Regulation of mtDNA Copy Number by the ATM/ATR Signaling Pathway

Abstract

Mitochondrial DNA (mtDNA) encodes essential protein components of the mitochondrial oxidative phosphorylation complexes and is maintained in cells in multiple copies (usually 100–10,000 copies/cell). However, mtDNA copy number is strictly regulated in a tissue-specific manner by largely unknown mechanisms. We recently discovered that Mec1/Rad53 nuclear checkpoint pathway controls mtDNA copy number in yeast. The key target of this pathway is the enzyme ribonucleotide reductase (RNR), which catalyzes the rate-limiting step in de novo deoxynucleoside triphosphate (dNTP) synthesis.
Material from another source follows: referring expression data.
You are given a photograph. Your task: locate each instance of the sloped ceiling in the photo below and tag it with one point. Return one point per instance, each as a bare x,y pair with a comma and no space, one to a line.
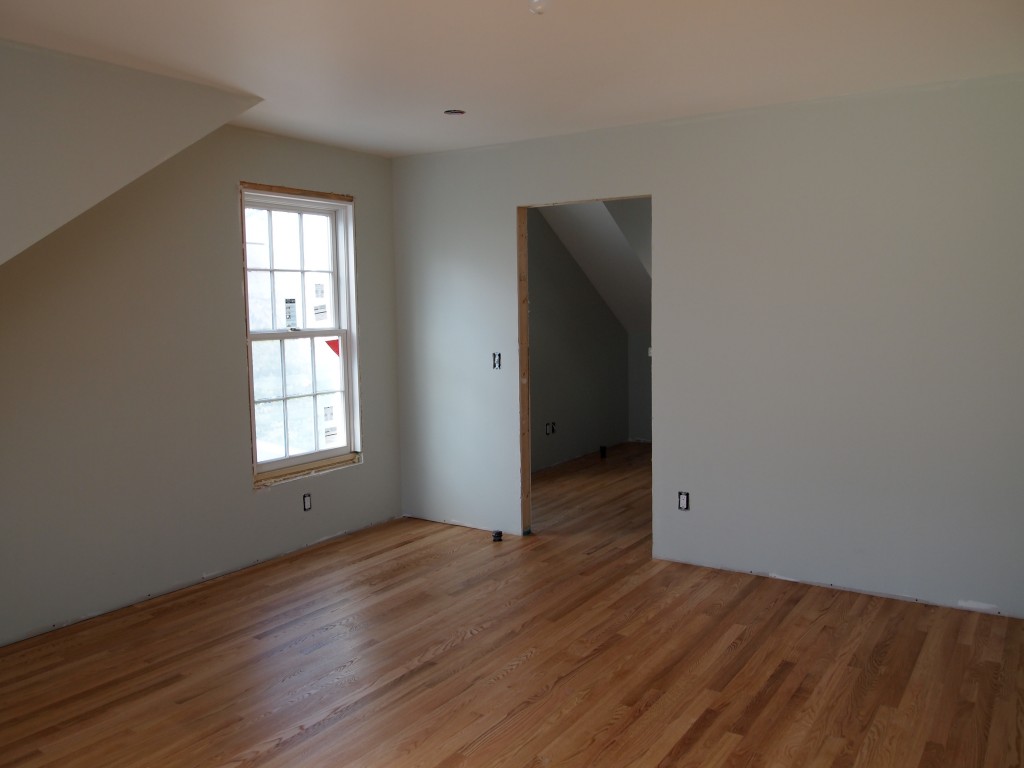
75,130
377,75
600,245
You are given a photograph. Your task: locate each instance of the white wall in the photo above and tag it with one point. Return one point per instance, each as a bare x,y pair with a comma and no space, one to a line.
837,326
125,462
578,356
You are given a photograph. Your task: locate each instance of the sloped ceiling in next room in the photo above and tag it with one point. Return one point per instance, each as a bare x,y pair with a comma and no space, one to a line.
76,130
610,242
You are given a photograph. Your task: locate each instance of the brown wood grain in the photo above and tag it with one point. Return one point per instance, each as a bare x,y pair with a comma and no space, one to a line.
419,644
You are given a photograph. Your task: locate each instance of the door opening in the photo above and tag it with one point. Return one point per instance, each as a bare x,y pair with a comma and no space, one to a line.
584,321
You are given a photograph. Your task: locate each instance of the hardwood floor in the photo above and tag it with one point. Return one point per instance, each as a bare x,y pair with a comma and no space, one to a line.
420,644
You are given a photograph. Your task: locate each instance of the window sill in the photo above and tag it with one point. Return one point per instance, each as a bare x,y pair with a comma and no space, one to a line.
266,479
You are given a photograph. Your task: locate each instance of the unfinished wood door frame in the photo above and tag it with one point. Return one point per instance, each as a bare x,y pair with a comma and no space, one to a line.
525,458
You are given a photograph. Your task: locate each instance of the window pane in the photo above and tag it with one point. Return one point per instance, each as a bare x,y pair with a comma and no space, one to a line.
286,240
301,426
298,368
316,242
266,370
260,312
320,300
269,431
257,242
287,299
329,364
331,412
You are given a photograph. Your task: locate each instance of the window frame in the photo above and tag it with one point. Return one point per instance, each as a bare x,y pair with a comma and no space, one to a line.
341,210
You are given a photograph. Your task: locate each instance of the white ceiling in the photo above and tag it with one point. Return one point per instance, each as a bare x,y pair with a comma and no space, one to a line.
376,75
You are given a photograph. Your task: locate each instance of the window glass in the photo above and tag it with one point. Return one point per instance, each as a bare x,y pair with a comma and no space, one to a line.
286,240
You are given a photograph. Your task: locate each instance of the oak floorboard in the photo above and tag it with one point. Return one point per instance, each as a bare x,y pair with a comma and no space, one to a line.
420,645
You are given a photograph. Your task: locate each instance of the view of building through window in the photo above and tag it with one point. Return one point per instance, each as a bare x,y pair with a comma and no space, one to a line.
301,342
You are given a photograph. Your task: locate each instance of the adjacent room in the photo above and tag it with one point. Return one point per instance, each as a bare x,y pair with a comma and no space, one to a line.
535,382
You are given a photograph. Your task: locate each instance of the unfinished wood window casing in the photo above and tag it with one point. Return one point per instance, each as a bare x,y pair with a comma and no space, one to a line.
300,329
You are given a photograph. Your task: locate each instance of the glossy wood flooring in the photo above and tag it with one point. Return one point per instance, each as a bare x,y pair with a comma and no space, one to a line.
420,644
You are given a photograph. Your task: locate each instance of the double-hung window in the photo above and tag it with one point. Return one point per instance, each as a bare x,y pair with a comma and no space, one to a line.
300,303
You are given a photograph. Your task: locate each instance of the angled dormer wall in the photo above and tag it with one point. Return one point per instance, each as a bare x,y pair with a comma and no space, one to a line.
75,131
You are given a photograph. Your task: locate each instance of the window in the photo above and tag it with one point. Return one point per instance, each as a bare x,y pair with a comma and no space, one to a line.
300,310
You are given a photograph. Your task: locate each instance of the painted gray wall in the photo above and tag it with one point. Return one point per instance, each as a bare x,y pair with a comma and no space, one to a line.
578,356
125,464
75,130
640,387
837,329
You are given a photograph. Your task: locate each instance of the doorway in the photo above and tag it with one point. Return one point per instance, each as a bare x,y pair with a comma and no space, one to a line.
584,291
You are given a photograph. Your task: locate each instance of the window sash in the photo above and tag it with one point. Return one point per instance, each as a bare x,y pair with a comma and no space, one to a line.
342,291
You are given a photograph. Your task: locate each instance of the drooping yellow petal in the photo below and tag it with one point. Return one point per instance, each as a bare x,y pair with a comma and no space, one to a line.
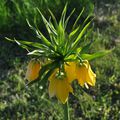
70,71
62,90
33,69
85,74
51,89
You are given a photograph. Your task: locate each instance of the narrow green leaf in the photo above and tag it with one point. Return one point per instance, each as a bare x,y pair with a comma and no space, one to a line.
74,25
81,34
53,17
66,22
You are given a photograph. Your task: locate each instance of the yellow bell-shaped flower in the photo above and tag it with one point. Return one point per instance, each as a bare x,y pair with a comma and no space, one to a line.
33,69
85,75
59,87
70,71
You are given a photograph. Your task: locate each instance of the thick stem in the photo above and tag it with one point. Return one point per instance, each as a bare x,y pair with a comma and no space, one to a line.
66,111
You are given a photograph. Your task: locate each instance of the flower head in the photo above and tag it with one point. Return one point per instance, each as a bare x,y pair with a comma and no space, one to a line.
85,75
59,86
33,69
70,71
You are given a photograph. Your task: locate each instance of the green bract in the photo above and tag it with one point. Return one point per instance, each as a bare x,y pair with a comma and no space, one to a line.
62,46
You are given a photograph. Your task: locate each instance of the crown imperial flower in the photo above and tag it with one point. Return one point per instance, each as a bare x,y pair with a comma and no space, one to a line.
85,75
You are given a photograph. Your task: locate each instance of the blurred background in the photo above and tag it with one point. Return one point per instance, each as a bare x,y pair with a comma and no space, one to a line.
101,102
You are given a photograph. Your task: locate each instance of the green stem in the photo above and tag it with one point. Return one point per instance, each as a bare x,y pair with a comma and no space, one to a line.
66,111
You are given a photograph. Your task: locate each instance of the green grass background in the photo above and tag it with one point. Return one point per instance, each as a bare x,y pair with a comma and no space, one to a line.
101,102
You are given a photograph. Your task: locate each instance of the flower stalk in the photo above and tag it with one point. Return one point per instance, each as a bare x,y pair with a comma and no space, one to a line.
66,111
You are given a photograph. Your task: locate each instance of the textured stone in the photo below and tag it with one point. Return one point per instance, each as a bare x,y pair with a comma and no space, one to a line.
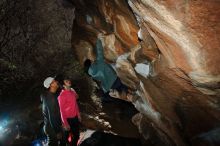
179,100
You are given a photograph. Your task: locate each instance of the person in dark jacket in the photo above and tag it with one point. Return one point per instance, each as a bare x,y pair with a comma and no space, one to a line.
102,72
51,113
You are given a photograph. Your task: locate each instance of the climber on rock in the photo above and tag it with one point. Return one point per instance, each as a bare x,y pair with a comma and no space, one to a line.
102,72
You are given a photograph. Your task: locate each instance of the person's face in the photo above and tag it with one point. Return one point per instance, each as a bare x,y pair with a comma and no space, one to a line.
54,84
67,83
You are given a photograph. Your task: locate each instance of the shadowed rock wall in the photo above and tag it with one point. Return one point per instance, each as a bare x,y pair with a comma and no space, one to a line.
178,42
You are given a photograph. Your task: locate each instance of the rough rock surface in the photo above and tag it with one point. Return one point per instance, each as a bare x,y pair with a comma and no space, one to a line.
179,100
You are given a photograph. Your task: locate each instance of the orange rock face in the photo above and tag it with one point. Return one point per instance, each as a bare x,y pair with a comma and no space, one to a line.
179,100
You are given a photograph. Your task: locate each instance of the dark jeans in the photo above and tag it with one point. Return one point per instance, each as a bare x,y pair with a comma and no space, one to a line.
52,137
74,129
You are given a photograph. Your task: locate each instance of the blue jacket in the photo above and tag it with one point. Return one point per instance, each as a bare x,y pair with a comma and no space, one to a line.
102,71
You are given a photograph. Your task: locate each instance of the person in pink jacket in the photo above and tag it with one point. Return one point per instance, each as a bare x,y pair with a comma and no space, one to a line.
69,111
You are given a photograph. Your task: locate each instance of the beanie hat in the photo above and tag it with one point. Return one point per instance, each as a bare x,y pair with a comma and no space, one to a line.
48,81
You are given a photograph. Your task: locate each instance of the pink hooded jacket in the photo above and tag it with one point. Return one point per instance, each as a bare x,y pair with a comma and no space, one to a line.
68,105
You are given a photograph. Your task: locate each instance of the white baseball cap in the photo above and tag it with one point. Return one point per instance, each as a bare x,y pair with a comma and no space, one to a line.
48,81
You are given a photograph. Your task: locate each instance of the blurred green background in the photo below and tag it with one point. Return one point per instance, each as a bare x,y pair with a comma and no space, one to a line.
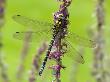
81,12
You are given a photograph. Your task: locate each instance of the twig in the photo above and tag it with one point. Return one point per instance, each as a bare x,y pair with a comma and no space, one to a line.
98,66
23,55
3,68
The homologous pathway in humans is the ATM/ATR DNA damage checkpoint pathway, which activates RNR via an inducible small subunit of the enzyme called p53R2. Our recent results demonstrate that this pathway is also involved in regulating mtDNA copy in mammalian cells, by acting as novel de novo pathway for the synthesis of dNTPs for replication and maintenance of mtDNA outside of S-phase and during DNA damage. Human mtDNA depletion syndromes are a class of diseases that result from an inability to maintain proper mtDNA levels in tissues, a subset of which result from disruptions in cellular dNTP metabolism. Altogther, our results suggest that disruptions of the ATM/ATR pathway may well be the cause of other mtDNA depletion syndromes and that aberrant mtDNA copy number regulation may underlie the complex pathology of Ataxia-Telangiectasia, a neurodegenerative disease caused by loss-of-function mutations in the ATM (Ataxia-Telangiectasia Mutated) protein kinase.